Figure 1: Screening for modulators of the Wnt pathway
A: Strategy of screening. Loss of function (siRNA) and gain of function (cDNA) genome-scale screens have been carried out in reporter cell lines using TCF-dependent reporter activity and b-catenin abundance/ location as readouts. Chemical libraries were screened for small-molecule inhibitors of Wnt/β-catenin signalling. This led to a large-scale drug discovery project in collaboration with Merck-Serono, the Institute of Cancer Research and Cancer Research Technology.
B: The 7dF3 TCF reporter line. The HEK293 based cells contain the TCF reporter and an inducible upstream Wnt regulator (A Dishevelled-oestrogen receptor fusion protein Dsh-ER). In this cell line, Estradiol (E2) activates TCF-dependent transcription ~12X. The GSK-3 inhibitor Li+ activates TCF-reporter activity 11,000X. (Data shown from Ewan et al. 2010,)
Organoid Culture
Three dimensional primary culture systems are more relevant for predicting utility of possible therapeutic agents for use in vivo than 2D culture of established cell lines. Developing medium-throughput organoid culture systems to test Wnt pathway inhibitors is an important research direction for the laboratory. Culture of both normal tissue and tumour organoids are being developed.

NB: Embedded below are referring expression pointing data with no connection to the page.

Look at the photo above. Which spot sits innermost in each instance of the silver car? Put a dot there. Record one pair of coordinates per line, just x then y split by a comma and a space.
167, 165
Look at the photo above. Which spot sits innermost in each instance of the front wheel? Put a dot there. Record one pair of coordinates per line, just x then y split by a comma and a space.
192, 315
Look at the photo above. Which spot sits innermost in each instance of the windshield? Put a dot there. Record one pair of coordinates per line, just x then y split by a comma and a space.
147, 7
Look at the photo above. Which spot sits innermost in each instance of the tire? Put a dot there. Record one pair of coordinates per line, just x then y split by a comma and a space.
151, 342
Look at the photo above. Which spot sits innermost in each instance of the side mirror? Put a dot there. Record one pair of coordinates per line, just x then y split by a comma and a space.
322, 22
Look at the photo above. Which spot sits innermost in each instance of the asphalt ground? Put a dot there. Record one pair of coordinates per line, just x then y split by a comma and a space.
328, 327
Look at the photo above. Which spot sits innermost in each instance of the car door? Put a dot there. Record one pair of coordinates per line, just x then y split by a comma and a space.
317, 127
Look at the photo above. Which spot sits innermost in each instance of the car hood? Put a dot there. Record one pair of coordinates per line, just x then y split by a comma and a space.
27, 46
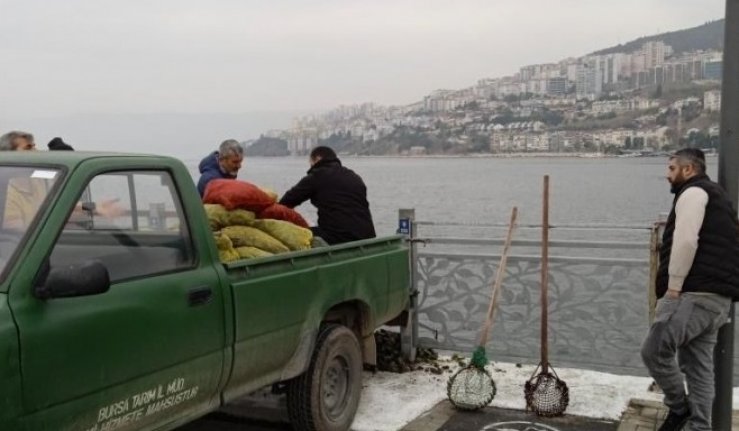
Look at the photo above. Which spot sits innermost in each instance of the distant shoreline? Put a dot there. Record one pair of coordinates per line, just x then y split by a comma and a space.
485, 156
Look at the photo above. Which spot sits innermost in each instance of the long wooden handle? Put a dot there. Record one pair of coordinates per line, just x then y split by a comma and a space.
545, 277
498, 280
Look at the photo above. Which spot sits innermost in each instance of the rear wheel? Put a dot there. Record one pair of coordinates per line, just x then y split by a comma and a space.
326, 396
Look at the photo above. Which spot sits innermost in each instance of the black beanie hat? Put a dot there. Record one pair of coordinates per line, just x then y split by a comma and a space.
58, 144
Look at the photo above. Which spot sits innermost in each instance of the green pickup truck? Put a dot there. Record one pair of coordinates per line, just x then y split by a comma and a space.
116, 314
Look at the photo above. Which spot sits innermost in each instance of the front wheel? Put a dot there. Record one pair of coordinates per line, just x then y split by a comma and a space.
326, 396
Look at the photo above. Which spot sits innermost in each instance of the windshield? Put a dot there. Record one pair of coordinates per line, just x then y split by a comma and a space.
23, 190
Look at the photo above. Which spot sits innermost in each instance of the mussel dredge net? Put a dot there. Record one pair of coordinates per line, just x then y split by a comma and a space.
546, 394
472, 387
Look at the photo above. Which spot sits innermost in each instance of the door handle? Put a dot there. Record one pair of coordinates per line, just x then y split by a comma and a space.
199, 296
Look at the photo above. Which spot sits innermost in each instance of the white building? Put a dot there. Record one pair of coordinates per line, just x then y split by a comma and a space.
712, 100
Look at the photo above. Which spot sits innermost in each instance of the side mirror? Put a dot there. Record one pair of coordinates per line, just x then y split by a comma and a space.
87, 278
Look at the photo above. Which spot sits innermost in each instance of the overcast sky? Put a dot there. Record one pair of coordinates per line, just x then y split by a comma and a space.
86, 59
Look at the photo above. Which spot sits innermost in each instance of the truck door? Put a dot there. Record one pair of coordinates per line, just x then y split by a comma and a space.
148, 350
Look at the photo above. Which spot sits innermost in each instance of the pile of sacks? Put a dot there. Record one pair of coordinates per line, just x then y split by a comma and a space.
247, 222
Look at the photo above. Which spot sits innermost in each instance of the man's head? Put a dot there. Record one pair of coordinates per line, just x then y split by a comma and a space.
685, 164
17, 141
321, 153
230, 157
57, 144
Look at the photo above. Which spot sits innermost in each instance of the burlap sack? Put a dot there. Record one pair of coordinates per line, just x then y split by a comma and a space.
248, 236
294, 237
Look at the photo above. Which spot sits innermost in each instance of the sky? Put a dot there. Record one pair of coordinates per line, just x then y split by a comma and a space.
106, 72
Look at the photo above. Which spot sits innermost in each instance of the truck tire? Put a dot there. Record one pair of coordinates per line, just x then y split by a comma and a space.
326, 396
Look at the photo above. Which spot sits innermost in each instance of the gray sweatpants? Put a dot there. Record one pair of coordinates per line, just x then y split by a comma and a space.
686, 327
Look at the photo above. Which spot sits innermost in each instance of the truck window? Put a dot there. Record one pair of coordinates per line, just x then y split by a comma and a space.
132, 222
23, 190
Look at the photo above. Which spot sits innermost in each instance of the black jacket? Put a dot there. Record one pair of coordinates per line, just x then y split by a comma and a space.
340, 196
715, 268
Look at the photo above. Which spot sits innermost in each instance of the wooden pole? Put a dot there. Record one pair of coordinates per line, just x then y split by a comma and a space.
545, 277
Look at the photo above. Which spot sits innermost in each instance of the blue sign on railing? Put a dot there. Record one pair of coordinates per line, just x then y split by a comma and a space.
404, 226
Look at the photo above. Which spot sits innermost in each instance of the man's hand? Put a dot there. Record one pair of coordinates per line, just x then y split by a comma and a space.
672, 294
109, 208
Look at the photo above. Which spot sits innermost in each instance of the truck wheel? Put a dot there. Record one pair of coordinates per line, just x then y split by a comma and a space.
326, 396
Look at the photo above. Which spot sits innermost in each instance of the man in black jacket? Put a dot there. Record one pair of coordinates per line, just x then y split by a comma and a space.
698, 277
340, 196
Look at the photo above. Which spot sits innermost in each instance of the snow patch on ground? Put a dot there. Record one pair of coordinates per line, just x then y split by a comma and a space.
390, 401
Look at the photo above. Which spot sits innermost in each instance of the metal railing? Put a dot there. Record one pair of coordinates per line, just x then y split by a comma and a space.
600, 292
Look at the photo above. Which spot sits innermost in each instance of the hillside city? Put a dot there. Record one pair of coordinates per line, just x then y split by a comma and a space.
649, 99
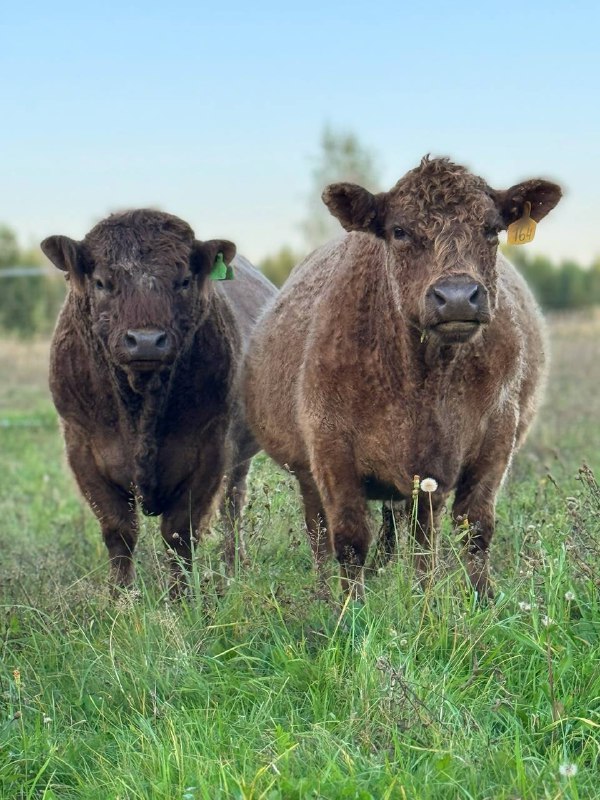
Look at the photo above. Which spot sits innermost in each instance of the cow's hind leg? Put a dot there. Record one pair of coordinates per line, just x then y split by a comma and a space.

Figure 2: Development of a small intestinal organoid culture system
A: Maintenance of the small intestinal epithelium by the stem cell niche. Differentiated cells only live a week in the small intestine, so structures known as crypts comprised of stem and proliferative cells continually replenish the intestine with new cells. These cells migrate from the stem cell niche, through the proliferative zone of the crypt and differentiate into mature cells upon entering the villus. A gradient of Wnt/β-catenin signalling, highest in the stem cell niche, regulates cell proliferation and differentiation.
B: Tet-O-ΔN89-β-catenin mouse line. We developed a mouse line to express oncogenic β-catenin (ΔN89-β-catenin) in all cell types conditionally for global Wnt/β-catenin pathway activation. Expression of ΔN89-β-catenin is induced by Doxycycline, which acts as a 'molecular switch'. This induces hyperplasia of the crypt structures in the small intestine due to block of cellular differentiation.
C: Intestinal crypt culture: Organoid stained for a reporter of Wnt signalling (Axin2-lacZ). The organoid consists of an epithelium surrounding a central cavity. The blue-stained outpocketings are equivalent to the crypts and the unstained epithelium of the central body is equivalent to the villus. (Data shown from Jarde et al., 2013)
Human Colon Organoids
Growth of single organoids were imaged over 4 days and the videos can be accessed via these links: normal colon organoid , colon tumour organoid .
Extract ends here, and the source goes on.